Stress cardiomyopathy (SCM), also called broken heart syndrome and Takotsubo cardiomyopathy is an increasingly reported syndrome generally characterized by transient systolic dysfunction of the apical and or mid segments of the left ventricle that mimics myocardial infarction, in the absence of obstructive coronary artery disease. Typically patients present within a few hours of exposure to physical or emotional stress. However, the mechanism by which these stressors result in myocardial dysfunction is unclear. Proposed factors include catecholamine excess and coronary vasospasm1. We present the case of a 61-year-old female who experienced acute pulmonary edema secondary to stress cardiomyopathy, on two occasions immediately after undergoing elective direct current cardioversion (DCCV) for atrial fibrillation (Afib).

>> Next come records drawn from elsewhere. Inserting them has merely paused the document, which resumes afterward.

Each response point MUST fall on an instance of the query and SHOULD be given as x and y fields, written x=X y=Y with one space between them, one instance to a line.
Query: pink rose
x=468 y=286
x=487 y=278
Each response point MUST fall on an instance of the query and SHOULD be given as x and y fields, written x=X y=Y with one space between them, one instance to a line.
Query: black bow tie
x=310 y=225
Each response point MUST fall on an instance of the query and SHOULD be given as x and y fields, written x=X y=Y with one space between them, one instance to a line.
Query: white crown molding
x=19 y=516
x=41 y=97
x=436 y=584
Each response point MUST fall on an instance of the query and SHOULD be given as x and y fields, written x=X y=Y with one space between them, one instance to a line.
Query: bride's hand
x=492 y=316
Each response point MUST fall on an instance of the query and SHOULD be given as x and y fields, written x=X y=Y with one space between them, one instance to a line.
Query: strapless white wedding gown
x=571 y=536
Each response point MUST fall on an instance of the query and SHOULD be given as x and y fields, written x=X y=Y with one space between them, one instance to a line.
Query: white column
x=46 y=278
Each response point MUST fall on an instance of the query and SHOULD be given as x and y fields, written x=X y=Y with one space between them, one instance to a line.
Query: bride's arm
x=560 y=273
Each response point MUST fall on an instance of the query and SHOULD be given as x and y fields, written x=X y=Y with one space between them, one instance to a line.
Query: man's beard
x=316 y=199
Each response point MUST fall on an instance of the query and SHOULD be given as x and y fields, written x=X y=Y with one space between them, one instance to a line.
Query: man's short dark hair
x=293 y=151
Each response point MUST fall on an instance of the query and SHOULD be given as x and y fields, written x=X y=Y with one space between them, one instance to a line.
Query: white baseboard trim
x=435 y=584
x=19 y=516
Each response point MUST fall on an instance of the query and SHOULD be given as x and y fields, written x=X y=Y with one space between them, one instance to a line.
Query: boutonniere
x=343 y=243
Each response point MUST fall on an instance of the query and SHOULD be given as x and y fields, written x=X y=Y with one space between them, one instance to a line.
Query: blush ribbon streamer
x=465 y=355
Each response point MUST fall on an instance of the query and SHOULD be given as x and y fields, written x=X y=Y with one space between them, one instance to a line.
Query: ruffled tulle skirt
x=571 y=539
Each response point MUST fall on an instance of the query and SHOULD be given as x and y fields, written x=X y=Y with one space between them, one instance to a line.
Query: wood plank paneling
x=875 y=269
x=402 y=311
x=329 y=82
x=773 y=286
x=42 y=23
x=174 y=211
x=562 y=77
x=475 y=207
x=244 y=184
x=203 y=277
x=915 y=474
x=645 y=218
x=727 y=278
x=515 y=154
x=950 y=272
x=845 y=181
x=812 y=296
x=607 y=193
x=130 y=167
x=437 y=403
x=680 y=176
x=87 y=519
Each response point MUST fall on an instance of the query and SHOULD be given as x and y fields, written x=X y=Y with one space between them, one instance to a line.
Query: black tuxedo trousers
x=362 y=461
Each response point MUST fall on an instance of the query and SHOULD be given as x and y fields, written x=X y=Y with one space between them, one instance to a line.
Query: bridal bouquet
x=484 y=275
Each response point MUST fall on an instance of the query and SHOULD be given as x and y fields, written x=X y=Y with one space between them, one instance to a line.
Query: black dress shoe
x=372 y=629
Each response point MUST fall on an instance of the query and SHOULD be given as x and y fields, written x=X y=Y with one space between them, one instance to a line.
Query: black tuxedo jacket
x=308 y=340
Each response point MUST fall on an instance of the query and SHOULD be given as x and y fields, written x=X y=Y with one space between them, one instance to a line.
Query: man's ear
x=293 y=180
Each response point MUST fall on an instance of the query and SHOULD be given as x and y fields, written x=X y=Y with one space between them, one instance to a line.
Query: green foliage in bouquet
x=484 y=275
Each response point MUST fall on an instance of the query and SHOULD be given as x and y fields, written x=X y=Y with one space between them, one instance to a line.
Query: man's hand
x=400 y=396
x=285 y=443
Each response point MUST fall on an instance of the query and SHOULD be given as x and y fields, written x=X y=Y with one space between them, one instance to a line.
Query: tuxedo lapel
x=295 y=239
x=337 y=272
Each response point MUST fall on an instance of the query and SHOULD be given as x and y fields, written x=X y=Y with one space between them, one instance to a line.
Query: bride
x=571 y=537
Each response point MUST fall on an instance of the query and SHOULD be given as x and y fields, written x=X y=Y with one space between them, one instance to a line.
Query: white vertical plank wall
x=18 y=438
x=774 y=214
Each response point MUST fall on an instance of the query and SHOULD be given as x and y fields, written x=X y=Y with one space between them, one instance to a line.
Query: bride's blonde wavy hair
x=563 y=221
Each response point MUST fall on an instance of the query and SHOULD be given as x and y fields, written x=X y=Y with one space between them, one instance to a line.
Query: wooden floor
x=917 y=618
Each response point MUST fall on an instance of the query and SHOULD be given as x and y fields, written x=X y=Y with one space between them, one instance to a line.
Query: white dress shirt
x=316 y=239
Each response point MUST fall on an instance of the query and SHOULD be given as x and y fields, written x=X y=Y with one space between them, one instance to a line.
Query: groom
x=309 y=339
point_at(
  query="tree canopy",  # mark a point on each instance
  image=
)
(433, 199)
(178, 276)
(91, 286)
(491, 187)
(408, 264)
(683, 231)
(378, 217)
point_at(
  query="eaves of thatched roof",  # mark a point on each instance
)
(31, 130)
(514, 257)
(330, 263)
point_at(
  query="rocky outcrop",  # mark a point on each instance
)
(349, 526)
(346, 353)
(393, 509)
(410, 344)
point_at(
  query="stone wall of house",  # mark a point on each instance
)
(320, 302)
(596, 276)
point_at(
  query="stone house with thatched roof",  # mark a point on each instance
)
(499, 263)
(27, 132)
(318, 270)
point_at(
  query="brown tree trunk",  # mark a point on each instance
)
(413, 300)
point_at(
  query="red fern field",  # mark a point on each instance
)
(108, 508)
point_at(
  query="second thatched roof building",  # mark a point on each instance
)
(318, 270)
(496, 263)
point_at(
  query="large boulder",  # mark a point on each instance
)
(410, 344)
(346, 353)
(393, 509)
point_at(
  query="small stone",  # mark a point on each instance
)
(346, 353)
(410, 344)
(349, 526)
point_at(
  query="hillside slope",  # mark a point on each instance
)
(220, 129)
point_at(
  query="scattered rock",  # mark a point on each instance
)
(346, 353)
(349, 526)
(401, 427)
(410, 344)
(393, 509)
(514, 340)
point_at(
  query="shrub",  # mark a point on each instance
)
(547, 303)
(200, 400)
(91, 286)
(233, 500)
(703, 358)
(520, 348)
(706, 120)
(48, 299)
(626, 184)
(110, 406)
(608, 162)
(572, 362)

After an urgent hospitalization for management of acute left ventricular failure, she made a complete clinical and echocardiographic recovery.  The incidence, clinical implications and prognosis of DCCV induced SCM is unknown. Given DCCV for Afib is a common outpatient procedure and DCCV induced SCM can lead to acute clinical deterioration it is important that physicians are vigilant about this newly recognized electrical cardioversion complication.